The new polymer bank notes, unveiled on Monday by the Bank of Canada, are expected to keep fraudsters at bay and spare taxpayers from the costs of replacing the bills every seven years.
But while retailers say the bills may be forge-proof, they're not thief-proof.
They say the high-tech design won't be enough to make customers embrace the inherently inconvenient denomination or persuade safety-conscious store owners to accept them.
The existing paper money will be phased out over the next two years, with polymer $50 bills being circulated next March and the remaining denominations replaced in 2013.
Bank of Canada Director Daniel Johnson predicted Canadians would hasten to make use of the $100 bills after realizing how difficult they are to counterfeit.
But store owners are reluctant to get on board.
Anil Dangra, manager of a Mac's Convenience Store in Nanaimo, B.C., said he currently refuses to allow customers to pay with $100 bills after regular business hours as a way of protecting staff working the cash alone at night.

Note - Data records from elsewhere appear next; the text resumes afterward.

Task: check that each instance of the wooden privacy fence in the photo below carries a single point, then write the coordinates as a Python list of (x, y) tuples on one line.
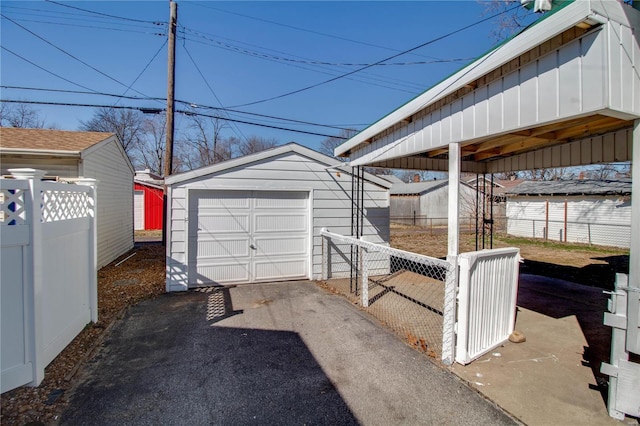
[(48, 271)]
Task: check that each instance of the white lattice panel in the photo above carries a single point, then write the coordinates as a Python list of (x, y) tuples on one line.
[(64, 205), (12, 207)]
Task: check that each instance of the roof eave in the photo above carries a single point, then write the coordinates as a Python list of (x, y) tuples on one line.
[(574, 13), (41, 152)]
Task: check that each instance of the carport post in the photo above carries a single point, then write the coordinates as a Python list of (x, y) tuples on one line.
[(633, 333), (453, 249)]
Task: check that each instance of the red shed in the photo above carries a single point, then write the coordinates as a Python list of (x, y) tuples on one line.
[(148, 192)]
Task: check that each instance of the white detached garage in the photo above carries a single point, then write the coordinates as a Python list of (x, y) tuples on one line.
[(258, 218)]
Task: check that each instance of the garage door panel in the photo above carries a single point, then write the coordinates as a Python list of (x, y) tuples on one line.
[(281, 246), (273, 269), (281, 200), (221, 248), (222, 273), (280, 223), (224, 200), (224, 223)]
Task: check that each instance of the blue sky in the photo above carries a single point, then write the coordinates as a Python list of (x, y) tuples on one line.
[(246, 52)]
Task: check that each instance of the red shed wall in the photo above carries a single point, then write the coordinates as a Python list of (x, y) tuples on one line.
[(152, 206)]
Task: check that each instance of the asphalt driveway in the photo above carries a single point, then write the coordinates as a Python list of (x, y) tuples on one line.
[(282, 353)]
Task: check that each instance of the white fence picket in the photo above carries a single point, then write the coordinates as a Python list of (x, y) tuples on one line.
[(488, 287), (48, 275)]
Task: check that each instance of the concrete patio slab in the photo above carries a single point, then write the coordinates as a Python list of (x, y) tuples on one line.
[(548, 380)]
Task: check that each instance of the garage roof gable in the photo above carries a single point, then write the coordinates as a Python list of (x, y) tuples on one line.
[(330, 162)]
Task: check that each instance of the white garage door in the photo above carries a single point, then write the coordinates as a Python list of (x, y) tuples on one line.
[(248, 236), (138, 210)]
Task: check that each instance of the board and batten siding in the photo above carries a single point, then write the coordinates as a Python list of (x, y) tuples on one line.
[(107, 163), (329, 194), (602, 220)]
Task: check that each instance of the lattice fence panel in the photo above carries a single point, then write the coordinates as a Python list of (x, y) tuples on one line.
[(12, 207), (63, 205)]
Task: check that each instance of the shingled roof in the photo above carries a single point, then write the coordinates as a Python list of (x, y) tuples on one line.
[(573, 187), (49, 140)]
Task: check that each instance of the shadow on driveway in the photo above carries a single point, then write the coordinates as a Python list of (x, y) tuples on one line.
[(167, 362)]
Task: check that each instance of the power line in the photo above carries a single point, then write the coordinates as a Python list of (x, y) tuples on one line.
[(193, 105), (364, 43), (322, 70), (143, 69), (46, 70), (159, 110), (317, 62), (67, 53), (239, 132), (383, 60), (374, 76), (93, 27), (124, 18)]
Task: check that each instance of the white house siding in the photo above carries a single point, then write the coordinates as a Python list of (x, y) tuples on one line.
[(107, 163), (54, 166), (329, 192), (432, 205), (591, 74), (593, 220)]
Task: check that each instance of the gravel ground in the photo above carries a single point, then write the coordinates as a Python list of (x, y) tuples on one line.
[(138, 278)]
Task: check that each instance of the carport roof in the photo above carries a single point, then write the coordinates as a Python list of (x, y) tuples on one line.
[(573, 187), (465, 107)]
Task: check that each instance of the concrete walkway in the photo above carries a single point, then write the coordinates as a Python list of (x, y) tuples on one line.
[(549, 379), (285, 353)]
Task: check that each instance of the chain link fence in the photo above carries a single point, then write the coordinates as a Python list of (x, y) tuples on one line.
[(438, 225), (405, 291)]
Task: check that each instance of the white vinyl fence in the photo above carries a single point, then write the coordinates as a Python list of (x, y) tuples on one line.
[(420, 299), (48, 271), (486, 301), (624, 374)]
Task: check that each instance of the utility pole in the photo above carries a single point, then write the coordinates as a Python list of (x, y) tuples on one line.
[(171, 87), (173, 22)]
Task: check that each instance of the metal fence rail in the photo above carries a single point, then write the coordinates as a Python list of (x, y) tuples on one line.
[(604, 234), (405, 291)]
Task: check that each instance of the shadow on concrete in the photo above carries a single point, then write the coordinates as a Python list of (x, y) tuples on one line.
[(181, 368), (558, 299), (593, 275)]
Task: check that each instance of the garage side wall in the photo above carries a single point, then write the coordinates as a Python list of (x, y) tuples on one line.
[(115, 199), (329, 193)]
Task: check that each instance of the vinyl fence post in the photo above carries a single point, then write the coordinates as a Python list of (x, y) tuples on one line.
[(92, 245), (35, 277), (449, 311), (365, 278)]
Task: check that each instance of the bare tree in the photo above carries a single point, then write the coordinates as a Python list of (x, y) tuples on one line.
[(422, 175), (256, 144), (20, 115), (151, 149), (203, 143), (128, 125), (556, 173), (603, 171), (511, 19), (328, 145)]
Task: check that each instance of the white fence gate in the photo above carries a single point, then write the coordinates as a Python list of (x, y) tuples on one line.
[(414, 294), (487, 294), (48, 275)]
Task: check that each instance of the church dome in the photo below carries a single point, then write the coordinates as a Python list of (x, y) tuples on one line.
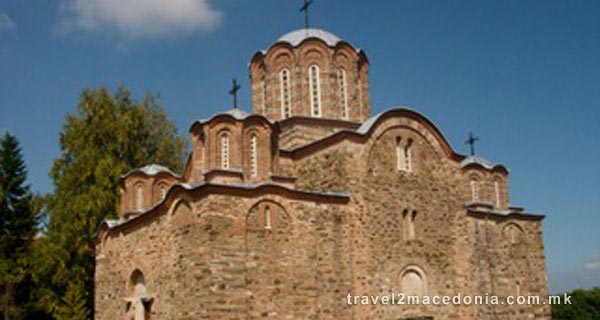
[(296, 37)]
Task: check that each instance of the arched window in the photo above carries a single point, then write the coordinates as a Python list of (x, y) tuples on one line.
[(315, 90), (413, 282), (264, 96), (497, 192), (163, 190), (411, 225), (225, 150), (408, 156), (139, 197), (408, 219), (474, 190), (267, 218), (404, 154), (343, 93), (139, 303), (253, 156), (286, 94), (399, 154)]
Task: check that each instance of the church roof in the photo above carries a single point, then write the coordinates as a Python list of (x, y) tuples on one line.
[(236, 113), (486, 164), (477, 160), (296, 37), (151, 170)]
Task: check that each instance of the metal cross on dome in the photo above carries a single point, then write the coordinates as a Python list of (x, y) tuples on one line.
[(471, 142), (235, 87), (304, 8)]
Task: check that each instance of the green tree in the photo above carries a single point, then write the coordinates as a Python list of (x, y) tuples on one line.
[(17, 229), (110, 135)]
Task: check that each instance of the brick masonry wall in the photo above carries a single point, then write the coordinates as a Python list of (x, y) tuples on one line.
[(218, 256)]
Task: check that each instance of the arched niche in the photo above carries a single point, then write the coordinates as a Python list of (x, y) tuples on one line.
[(413, 281)]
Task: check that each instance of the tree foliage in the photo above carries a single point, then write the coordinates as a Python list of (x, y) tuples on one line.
[(110, 135), (17, 229), (585, 305)]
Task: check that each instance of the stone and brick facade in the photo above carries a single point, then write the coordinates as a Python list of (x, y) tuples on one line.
[(282, 213)]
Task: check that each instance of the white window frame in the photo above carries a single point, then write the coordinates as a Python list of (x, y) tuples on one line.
[(497, 192), (343, 92), (474, 190), (139, 197), (253, 156), (264, 96), (314, 75), (286, 93), (225, 150)]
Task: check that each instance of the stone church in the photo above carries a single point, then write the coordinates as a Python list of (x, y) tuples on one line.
[(283, 212)]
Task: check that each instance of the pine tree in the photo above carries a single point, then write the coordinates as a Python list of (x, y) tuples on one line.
[(110, 135), (17, 227)]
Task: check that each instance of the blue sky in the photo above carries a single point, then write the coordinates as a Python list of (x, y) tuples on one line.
[(523, 75)]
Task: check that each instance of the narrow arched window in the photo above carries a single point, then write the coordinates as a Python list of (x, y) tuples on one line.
[(400, 161), (405, 222), (497, 192), (264, 96), (138, 303), (253, 156), (404, 154), (474, 191), (315, 90), (408, 156), (286, 94), (163, 191), (267, 218), (224, 150), (410, 225), (343, 93), (139, 190)]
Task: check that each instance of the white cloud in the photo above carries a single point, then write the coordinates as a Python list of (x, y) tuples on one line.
[(139, 18), (6, 23)]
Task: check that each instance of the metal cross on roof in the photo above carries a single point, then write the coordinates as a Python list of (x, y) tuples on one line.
[(235, 87), (471, 142), (304, 8)]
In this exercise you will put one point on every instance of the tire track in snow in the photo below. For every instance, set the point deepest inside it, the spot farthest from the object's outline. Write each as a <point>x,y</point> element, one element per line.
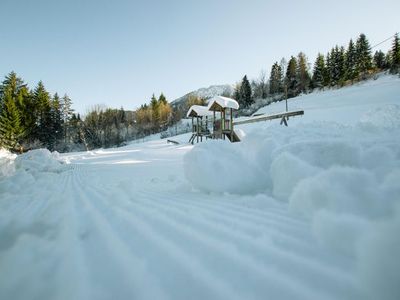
<point>112,268</point>
<point>213,254</point>
<point>261,250</point>
<point>158,251</point>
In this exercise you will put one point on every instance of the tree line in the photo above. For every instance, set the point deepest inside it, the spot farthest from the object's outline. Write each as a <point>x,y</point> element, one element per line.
<point>33,118</point>
<point>340,66</point>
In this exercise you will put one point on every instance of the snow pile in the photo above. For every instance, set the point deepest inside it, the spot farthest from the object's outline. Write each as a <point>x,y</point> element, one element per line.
<point>6,163</point>
<point>40,160</point>
<point>387,116</point>
<point>344,179</point>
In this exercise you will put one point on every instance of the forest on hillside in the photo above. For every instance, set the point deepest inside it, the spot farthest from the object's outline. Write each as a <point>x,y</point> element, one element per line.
<point>33,118</point>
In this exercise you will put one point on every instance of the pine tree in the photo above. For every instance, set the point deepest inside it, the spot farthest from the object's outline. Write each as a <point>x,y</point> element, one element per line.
<point>162,99</point>
<point>341,64</point>
<point>328,68</point>
<point>12,83</point>
<point>303,76</point>
<point>275,79</point>
<point>379,60</point>
<point>351,62</point>
<point>155,115</point>
<point>236,93</point>
<point>11,131</point>
<point>56,120</point>
<point>21,97</point>
<point>319,72</point>
<point>395,55</point>
<point>66,114</point>
<point>245,93</point>
<point>291,78</point>
<point>43,116</point>
<point>363,50</point>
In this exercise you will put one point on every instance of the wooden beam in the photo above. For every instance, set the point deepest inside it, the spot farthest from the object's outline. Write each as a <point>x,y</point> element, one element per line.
<point>271,117</point>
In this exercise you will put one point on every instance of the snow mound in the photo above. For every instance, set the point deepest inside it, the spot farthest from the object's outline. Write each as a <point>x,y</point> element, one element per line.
<point>40,160</point>
<point>387,116</point>
<point>344,179</point>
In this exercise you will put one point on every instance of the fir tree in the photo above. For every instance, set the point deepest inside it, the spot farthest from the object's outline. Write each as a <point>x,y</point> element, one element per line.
<point>395,55</point>
<point>328,67</point>
<point>56,120</point>
<point>319,72</point>
<point>245,92</point>
<point>12,83</point>
<point>303,76</point>
<point>379,60</point>
<point>19,92</point>
<point>154,112</point>
<point>66,114</point>
<point>351,62</point>
<point>236,93</point>
<point>162,99</point>
<point>291,78</point>
<point>11,131</point>
<point>275,79</point>
<point>363,50</point>
<point>43,114</point>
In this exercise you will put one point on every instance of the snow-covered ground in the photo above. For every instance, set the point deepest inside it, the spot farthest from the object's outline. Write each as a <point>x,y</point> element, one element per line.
<point>311,211</point>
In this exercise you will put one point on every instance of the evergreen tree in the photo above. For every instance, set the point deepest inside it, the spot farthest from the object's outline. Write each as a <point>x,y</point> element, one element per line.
<point>43,114</point>
<point>56,120</point>
<point>19,92</point>
<point>291,78</point>
<point>236,93</point>
<point>162,99</point>
<point>66,114</point>
<point>395,55</point>
<point>328,67</point>
<point>12,83</point>
<point>351,62</point>
<point>154,113</point>
<point>319,73</point>
<point>11,131</point>
<point>245,93</point>
<point>275,79</point>
<point>303,75</point>
<point>363,50</point>
<point>379,60</point>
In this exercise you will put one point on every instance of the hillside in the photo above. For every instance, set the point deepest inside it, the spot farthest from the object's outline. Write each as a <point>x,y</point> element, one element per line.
<point>309,211</point>
<point>211,91</point>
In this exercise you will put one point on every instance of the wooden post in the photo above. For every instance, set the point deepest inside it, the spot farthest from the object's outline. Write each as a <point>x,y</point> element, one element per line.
<point>231,119</point>
<point>214,125</point>
<point>197,129</point>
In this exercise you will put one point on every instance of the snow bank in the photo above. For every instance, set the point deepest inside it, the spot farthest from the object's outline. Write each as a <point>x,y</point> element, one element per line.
<point>28,168</point>
<point>344,179</point>
<point>40,160</point>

The new currency may give counterfeiters pause, but wouldn't prove any less attractive to would-be thieves, he said.
"It has nothing to do with the counterfeit bills, it has to do with how much money you have in the till," Dangra said in a telephone interview.
The security features will certainly benefit businesses which are particularly vulnerable to potential fraudsters, Dangra said, adding his store has been fooled by counterfeit bills twice in the past three months.
Those benefits, however, may not be felt until more commonly used bills are put into circulation. Dangra said the vast majority of cash transactions are completed using smaller bills, adding only one to two customers a week try to pay using the $100 denomination.
Linda Su, co-owner of Summer's Best Fruits and Flowers in Toronto, agreed.
"They mostly spend 20's," Su said of her customers. "You might get a couple of 50's a day, but most popular is 20."
Zhakil Mohammed, manager of a 7-eleven store in downtown Toronto, said the growing prevalence of debit cards will also prevent the new currency from gaining traction.
"My store, 60 to 70 per cent is Interac," Mohammed said. "I don't think (the new bill) is going to have a big impact."
The high percentage of customers paying for purchases electronically is not confined to Mohammed's centrally located store.
Steve Tennant, vice-president of the Canadian Convenience Stores Association, said Canada has the third highest global rate of debit card use per capita.
The country's strong banking system and reasonable user fees make debit and credit transactions attractive to both venders and customers alike, he said, adding Canada is well on its way to adopting forms of electronic purchasing already en vogue in other countries.
Transactions completed by cellphones that have been synchronized to a customer's bank account will likely take off with Canadians already accustomed to cash-free commerce, Tennant said.
"More and more people are embracing technology and debit cards, and I can readily see where people will make their quick purchases with their cellphones," he said.
The association discourages its members from accepting $100 bills for both staff safety and financial security reasons, Tennant said, adding there are no plans to draft a new policy until more denominations of the next generation bills are in circulation.